The renewable energy policy extends the city’s long-running efforts to be an environmental leader, according to Rob McGarrah, general manager of the city’s electric utility.

“Our electric utility emits less greenhouse gases than in the 1990s and we’re serving about 45 percent more load,” McGarrah said. “We’ve been moving in this direction.”

Tallahassee may speed up its goal depending on how technologies advance and how quickly renewable energy and storage costs decline, according to the resolution approved by the city commission.

As part of the overall 100 percent renewables goal, the city adopted several interim targets.

For example, the city intends its facilities to use only renewable energy by 2035 while its light duty vehicles and mass transit buses are set to be all electric by the same year. The rest of the city’s vehicles will move to all electric as the technology becomes available.

Next, Tallahassee’s public power utility will map out a path for reaching the 100 percent renewable goal while meeting reliability and cost criteria via an integrated resource planning process, according to McGarrah. The IRP will look at various options for reaching the goal, including different timelines for getting there.

“We know there will have to be technology improvements to make this work,” McGarrah said. “There will be new technologies in the next 20 years we haven’t thought of yet.”

An interim IRP report, including an initial analysis of interim goals, is due by June 1, 2020.

Tallahassee’s electric utility serves about 120,000 customers across a 221 square mile service territory.

The utility has three natural gas-fired power plants totaling about 707 megawatts, which are used to help meet a peak load of about 620 MW. The utility sold about 2.7 million megawatt-hours last year.

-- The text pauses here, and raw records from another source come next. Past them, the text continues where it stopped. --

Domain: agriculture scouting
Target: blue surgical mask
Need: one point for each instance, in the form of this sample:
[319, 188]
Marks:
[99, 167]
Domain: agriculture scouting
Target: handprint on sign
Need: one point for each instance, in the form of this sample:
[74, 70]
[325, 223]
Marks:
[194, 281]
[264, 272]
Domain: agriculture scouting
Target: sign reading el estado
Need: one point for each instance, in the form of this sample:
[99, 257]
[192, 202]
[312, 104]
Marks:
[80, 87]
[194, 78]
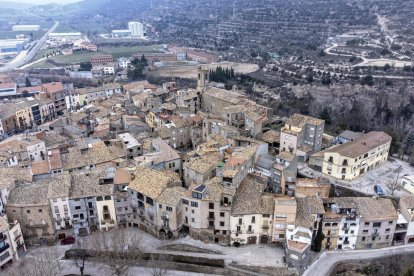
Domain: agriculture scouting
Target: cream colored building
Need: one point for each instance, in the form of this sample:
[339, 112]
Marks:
[284, 216]
[350, 160]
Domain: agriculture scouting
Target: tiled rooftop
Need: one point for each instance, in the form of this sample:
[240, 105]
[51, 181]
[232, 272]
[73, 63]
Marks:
[204, 163]
[59, 186]
[98, 153]
[12, 175]
[87, 185]
[150, 182]
[362, 144]
[250, 199]
[299, 120]
[306, 208]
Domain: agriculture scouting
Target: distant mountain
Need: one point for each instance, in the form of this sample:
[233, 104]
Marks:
[87, 5]
[14, 5]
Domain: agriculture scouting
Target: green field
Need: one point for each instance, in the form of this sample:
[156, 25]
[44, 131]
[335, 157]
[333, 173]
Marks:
[79, 57]
[75, 58]
[128, 51]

The natural gas-fired fleet includes 93 MW of quick-start reciprocating engines and is adding an 18.6-MW quick-start unit later this year, partly to help handle the utility’s growing solar portfolio, according to a presentation to the city commission.

The fossil-fueled plants will have reached the end of their book lives by 2050, McGarrah noted. As part of the IRP, the utility will explore the possibility of retiring some of the units early if it makes sense, he said.

The power plants are relatively new with an average age of 11.6 years and are highly efficient. Since 2000, the utility’s power plant fleet has become 30 percent more efficient and air emissions have dropped by 80 percent, according to the presentation.

The utility also gets electricity from a 20-MW solar facility that is being expanded by another 40 MW by early next year.

Tallahassee has about 2 MW of rooftop solar that is supported by the utility’s net metering program.

Meanwhile, the city’s electric utility also has long-running demand-side management programs that have helped the utility essentially keep demand growth flat in the last decade while deferring the need to add about 100 MW of new power supplies.

Tallahassee isn’t alone among Florida cities and their public power utilities in seeking to increase their renewable energy portfolios.

In October, Gainesville’s city commission directed the Gainesville Regional Utility to get all its electricity from renewables by 2045 and the Orlando City Commission two years ago adopted a 100-percent goal by 2050.